UAE, Turkey Discuss Rail Link in Race For Europe-Asia Trade Routes
bloomberg: Abu Dhabi wealth fund ADQ and Turkey are in talks to build a railway over Istanbul’s Bosphorus strait as part of a planned trade corridor linking Europe to the Middle East and Asia, according to Turkish officials familiar with the matter.
The railway would cross the Yavuz Sultan Selim suspension bridge, one of the longest and widest of its kind in the world, built for $3 billion under Turkish President Recep Tayyip Erdogan to link the city’s European and Asian sides.
It adds to a series of potential deals between Turkey and the United Arab Emirates, of which Abu Dhabi is the capital. The UAE pledged $51 billion in July to support Turkey’s battered economy after Ankara and Arab Gulf states put aside years of animosity.
A UAE official, in a statement to Bloomberg, said they hoped bilateral trade with Turkey would double to $40 billion by 2030 and that “key sectors” for investment included energy, logistics, tourism and agriculture.
Turkey’s Transport and Infrastructure Ministry declined to comment. ADQ, which has about $160 billion of assets, declined to comment.
With its strategic location straddling Europe and Asia while also controlling access to the Black Sea, Turkey is vying to become a crucial part of a trade corridor it hopes to eventually see between London and Beijing. It’s aiming to link Gulf nations to its railway and highway network, the people said, speaking on condition of anonymity.
The railway could be followed by other infrastructure projects to support that ambition in future, they added.
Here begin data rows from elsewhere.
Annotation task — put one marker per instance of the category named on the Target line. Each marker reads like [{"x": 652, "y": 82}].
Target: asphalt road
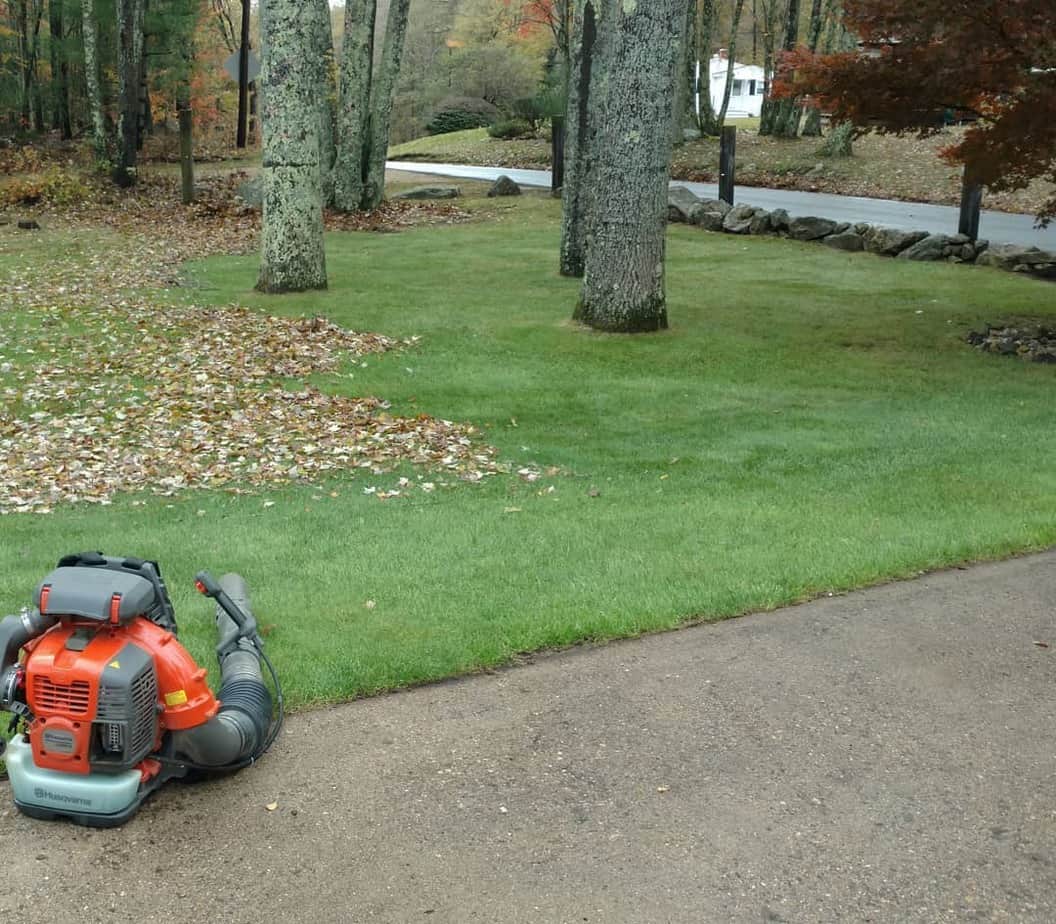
[
  {"x": 886, "y": 756},
  {"x": 998, "y": 227}
]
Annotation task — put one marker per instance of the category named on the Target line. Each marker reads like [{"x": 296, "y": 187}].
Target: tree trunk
[
  {"x": 579, "y": 139},
  {"x": 788, "y": 111},
  {"x": 382, "y": 90},
  {"x": 354, "y": 106},
  {"x": 731, "y": 60},
  {"x": 683, "y": 88},
  {"x": 322, "y": 54},
  {"x": 60, "y": 72},
  {"x": 129, "y": 22},
  {"x": 186, "y": 120},
  {"x": 704, "y": 29},
  {"x": 291, "y": 238},
  {"x": 770, "y": 106},
  {"x": 90, "y": 34},
  {"x": 27, "y": 15},
  {"x": 38, "y": 93},
  {"x": 623, "y": 282},
  {"x": 812, "y": 124}
]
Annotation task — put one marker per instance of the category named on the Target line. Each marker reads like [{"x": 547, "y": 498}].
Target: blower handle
[{"x": 208, "y": 586}]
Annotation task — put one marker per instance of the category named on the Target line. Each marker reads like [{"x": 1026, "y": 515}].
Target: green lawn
[{"x": 812, "y": 421}]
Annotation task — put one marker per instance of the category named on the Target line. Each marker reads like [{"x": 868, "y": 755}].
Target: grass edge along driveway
[{"x": 812, "y": 421}]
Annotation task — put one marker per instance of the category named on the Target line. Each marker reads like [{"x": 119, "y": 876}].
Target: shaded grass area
[{"x": 812, "y": 421}]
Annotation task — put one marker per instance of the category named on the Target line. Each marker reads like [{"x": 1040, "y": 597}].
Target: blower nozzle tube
[
  {"x": 238, "y": 733},
  {"x": 15, "y": 632}
]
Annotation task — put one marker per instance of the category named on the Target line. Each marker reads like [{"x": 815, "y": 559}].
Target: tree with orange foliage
[{"x": 991, "y": 61}]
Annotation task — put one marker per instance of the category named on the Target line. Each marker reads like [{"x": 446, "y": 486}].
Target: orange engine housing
[{"x": 87, "y": 719}]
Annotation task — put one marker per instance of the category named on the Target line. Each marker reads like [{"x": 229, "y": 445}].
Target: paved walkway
[
  {"x": 886, "y": 756},
  {"x": 998, "y": 227}
]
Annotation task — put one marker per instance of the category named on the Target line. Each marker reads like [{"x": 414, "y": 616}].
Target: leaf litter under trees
[{"x": 104, "y": 390}]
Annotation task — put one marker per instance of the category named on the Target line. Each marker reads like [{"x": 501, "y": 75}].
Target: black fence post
[
  {"x": 972, "y": 200},
  {"x": 728, "y": 163}
]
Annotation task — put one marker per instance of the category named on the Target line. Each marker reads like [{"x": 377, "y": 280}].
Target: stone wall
[{"x": 713, "y": 214}]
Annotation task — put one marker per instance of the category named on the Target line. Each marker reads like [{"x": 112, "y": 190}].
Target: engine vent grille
[
  {"x": 69, "y": 699},
  {"x": 144, "y": 710}
]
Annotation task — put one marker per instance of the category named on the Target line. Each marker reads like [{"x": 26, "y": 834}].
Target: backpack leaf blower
[{"x": 112, "y": 705}]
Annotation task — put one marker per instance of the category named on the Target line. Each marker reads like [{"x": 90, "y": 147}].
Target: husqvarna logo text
[{"x": 59, "y": 797}]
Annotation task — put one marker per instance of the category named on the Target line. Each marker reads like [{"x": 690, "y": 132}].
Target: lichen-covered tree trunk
[
  {"x": 60, "y": 71},
  {"x": 579, "y": 139},
  {"x": 322, "y": 55},
  {"x": 90, "y": 37},
  {"x": 812, "y": 123},
  {"x": 788, "y": 111},
  {"x": 771, "y": 11},
  {"x": 291, "y": 237},
  {"x": 623, "y": 282},
  {"x": 703, "y": 26},
  {"x": 354, "y": 104},
  {"x": 129, "y": 20},
  {"x": 731, "y": 60},
  {"x": 382, "y": 90},
  {"x": 366, "y": 101}
]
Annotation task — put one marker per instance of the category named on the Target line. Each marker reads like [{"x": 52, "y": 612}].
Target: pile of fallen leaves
[{"x": 102, "y": 391}]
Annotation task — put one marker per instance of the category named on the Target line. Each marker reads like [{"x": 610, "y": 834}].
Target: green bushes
[
  {"x": 510, "y": 128},
  {"x": 458, "y": 113}
]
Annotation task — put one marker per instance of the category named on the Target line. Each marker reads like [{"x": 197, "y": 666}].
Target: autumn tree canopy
[{"x": 992, "y": 60}]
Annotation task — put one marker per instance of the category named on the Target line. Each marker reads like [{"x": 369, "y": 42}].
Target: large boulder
[
  {"x": 738, "y": 220},
  {"x": 845, "y": 241},
  {"x": 251, "y": 192},
  {"x": 930, "y": 248},
  {"x": 1019, "y": 259},
  {"x": 682, "y": 204},
  {"x": 430, "y": 192},
  {"x": 710, "y": 214},
  {"x": 890, "y": 242},
  {"x": 710, "y": 221},
  {"x": 810, "y": 228},
  {"x": 504, "y": 186},
  {"x": 716, "y": 205},
  {"x": 760, "y": 223}
]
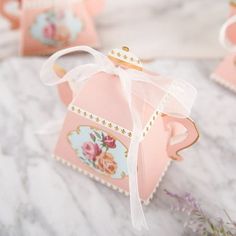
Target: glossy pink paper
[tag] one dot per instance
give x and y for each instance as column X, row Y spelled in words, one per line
column 102, row 95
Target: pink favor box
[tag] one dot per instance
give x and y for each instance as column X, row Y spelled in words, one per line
column 97, row 129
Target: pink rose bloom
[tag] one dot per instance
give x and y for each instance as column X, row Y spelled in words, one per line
column 109, row 141
column 91, row 150
column 49, row 31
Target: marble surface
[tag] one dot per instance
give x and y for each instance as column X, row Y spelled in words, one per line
column 39, row 196
column 158, row 29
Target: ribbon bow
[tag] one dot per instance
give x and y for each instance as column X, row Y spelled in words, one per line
column 172, row 97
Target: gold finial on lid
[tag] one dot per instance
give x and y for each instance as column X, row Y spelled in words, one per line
column 124, row 48
column 123, row 57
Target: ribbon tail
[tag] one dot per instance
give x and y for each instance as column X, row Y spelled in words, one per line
column 137, row 215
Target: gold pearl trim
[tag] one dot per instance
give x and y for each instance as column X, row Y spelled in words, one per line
column 117, row 128
column 100, row 120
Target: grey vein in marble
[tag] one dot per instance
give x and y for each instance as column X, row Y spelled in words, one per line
column 39, row 196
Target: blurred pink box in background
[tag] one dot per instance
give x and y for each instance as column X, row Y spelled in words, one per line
column 47, row 26
column 225, row 73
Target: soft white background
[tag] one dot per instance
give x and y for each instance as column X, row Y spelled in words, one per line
column 155, row 28
column 41, row 197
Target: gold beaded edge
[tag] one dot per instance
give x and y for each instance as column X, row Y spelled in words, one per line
column 111, row 125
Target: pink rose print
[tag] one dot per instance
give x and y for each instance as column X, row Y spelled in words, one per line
column 109, row 141
column 49, row 31
column 91, row 150
column 105, row 163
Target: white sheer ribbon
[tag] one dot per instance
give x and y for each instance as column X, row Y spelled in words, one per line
column 168, row 96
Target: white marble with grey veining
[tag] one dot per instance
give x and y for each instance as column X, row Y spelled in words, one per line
column 153, row 29
column 39, row 196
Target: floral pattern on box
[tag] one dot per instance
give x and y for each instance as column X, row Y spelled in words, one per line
column 99, row 150
column 56, row 27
Erdogan has accelerated efforts to convince Gulf States to back a $17 billion trade route from Iraq’s port of Basra after the US and India last month agreed on a competing route with support from the UAE, Saudi Arabia and Israel, in response to China’s growing influence across the energy-rich region.
Once part of the ancient Silk Road, Turkey is also pushing for the construction of a transport corridor to Azerbaijan across southern Armenia or Iran to advance plans for a new trade route to Asia.